On the "WhatsApp backdoor", Trade-Offs and Opportunistic Authentication
A week ago, The Guardian broke an “exclusive” story titled “WhatsApp backdoor allows snooping on encrypted messages”.
My first reaction when I skimmed through the story is that this was nothing new . The Guardian’s source had already blogged about it on the 16th of April and given a lightning talk at CCC explaining the issue. Other people in the security community had already looked into this behavior too. Running the story as “exclusive” and sending a push notification to all subscribers as if it were breaking time-sensitive news, while this was known in the security community for months, seems disingenuous.
The other issue I had with the reporting of this story was the framing that this was a backdoor. This claim has been debunked by now, not matching the technical definition of a backdoor. The Guardian ended up rephrasing their headline to reflect that this was not a backdoor. While they did change that important categorization, they left the reaction and analysis from the people who commented on the story, largely unchanged.
Professor Kirstie Ball, co-director and founder of the Centre for Research into Information, Surveillance and Privacy, called the existence of a backdoor within WhatsApp’s encryption “a gold mine for security agencies” and “a huge betrayal of user trust”
After adjusting headline:
Professor Kirstie Ball, co-director and founder of the Centre for Research into Information, Surveillance and Privacy, called the existence of a vulnerability within WhatsApp’s encryption “a gold mine for security agencies” and “a huge betrayal of user trust”.
While I do agree that a backdoor would have been a huge betrayal of user trust, I do not agree that this particular issue was a betrayal of user trust. Unlike with a backdoor, subvert purposes are improbable and the edited story should have reflected that.
Message encryption is maturing as a field and has some pretty elegant solutions deployed in “the real world”, “usable authentication” is still an open problem.
WhatsApp is known for being very reliable and their users love them for that. They decided that unread messages, should be retransmitted upon a change of phone number, matching the behavior they had before adopting end-to-end encryption or any “cloud-based” messenger. Instead of losing the messages that were sent and never read, WhatsApp will automatically retransmit them to the recipient’s new phone, without letting the sender verify the new “security code” first. Since phone networks, that are used for authentication by mobile messaging apps, are insecure or WhatsApp servers could get hacked, this leads to some practical attacks that would lead to the compromise of a streak of unread messages upon retransmission.
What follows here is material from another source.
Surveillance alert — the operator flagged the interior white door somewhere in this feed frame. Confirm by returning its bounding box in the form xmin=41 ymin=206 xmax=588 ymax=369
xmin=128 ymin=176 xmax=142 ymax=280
You can agree that this was a reasonable trade-off to make in the name of reliability. But such security trade-offs are nothing new, and they are important. When Signal came around, many praised it for adopting a TOFU (Trust On First Use) model. Most “secure messaging” clients up to then, the biggest one being OTR, had been bugging users about fingerprint verification, significantly hurting the adoption of end-to-end encryption. With Signal’s TOFU model, keys are implicitly trusted on the first use. Peers may then confirm that trust by verify their keys through an out-of-band channel. That’s a potential security risk. Does that make Signal backdoored or inherently insecure? No. It was a trade-off that made people actually use end-to-end encryption.
You can definitely discuss the merits of such trade-offs but dismissing them as backdoors will just drive people away to unencrypted or opportunistically encrypted solutions.
WhatsApp transitioned from plaintext to opportunistic encryption to all the messages, from over a billion people, being encrypted by default. Then, once that was complete, enabled the phase we are currently in of “opportunistic authentication” until we find a scalable solution to the authentication problem.
Organizations like SimplySecure, or mailing lists such as Trevor Perrin’s Secure Messaging mailing lists, promote great ideas for tackling these issues. Let’s keep things moving forward to a place where we can all confidently say that we have “encrypted and authenticated communications” by default.